Artology – Session I, in sum

Posted on by bridgetcarroll

   They say that all good things must come to an end; and Artology was no exception. While the first session of camp went by as quickly as it came, the memories shared and the lessons learned during those 4 weeks would surely last a lifetime.
   During their Artology experience, students learned about the local watershed – the Tookany/Tacony-Frankford Watershed – and the different parts of an ecosystem; exploring both the scientific as well as the artistic aspects of nature and the environment. Through the ‘Artology approach’ to studying the environment, for example, students would begin with water testing and observation in the morning; followed by painting and other art projects inspired by what they had observed earlier that day. By taking such an approach to environmental studies, students came to see how interconnected these two seemingly polar fields (art and science) really are in nature.
   Aside from the projects and experiments they did on a daily basis, the students were also charged with the task of designing and constructing their own Rain Garden – a large-scale, multipurpose art installation that would serve to both beautify the community and better the environment by aiding in the water cycle process – in a local abandoned lot in Germantown. The students spent weeks working on their individual projects – each student making about 20 ‘plants’ – and planning and prepping the garden as a group. It was a lot of hard work for everyone involved, but it all paid off in the end: the students were rewarded with an incredibly successful debut exhibition, with dozens of family, friends, and even community members in attendance; all there to admire their work.
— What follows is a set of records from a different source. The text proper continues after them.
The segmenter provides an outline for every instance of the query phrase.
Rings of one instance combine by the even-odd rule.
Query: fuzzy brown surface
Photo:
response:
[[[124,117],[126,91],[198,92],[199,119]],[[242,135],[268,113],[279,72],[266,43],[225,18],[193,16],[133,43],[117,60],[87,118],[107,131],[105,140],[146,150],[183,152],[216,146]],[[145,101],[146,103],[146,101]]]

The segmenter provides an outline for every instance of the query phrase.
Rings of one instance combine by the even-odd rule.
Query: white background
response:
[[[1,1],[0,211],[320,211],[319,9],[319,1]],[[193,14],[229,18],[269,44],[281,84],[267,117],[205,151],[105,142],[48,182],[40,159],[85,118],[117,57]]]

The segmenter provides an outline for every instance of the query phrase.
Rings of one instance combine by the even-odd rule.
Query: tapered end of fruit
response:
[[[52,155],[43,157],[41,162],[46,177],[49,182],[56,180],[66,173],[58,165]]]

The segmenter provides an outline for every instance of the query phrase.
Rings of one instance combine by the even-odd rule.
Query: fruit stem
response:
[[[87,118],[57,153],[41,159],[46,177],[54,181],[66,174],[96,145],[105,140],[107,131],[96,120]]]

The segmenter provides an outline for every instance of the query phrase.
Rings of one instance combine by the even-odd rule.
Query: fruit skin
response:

Jamal hard at work on his plants

Work work work!
Work work work!

Finished products

   As big as the Rain Garden installation may have seemed, even more exciting things still lie ahead for the students: various pieces of the students will be placed on display for the general public at the Philadelphia Museum of Art from August to November, with a special debut picnic by the museum for Artology alum and their families on September 5th. Public exhibitions and service projects such as the the Rain Garden installation and the Art Museum exhibit are just two examples of the impact made on the world by Artology students. The impact made by these students is a lasting one – one that will endure well after Artology is over. These students who first came to Artology merely curious kids have now left true ‘Artologists’ – armed with the knowledge and skills necessary to help make a change in society and to make the world a better place. Artology may be over, but the lessons these kids have learned and the things they will have taken away from it will always stay with them.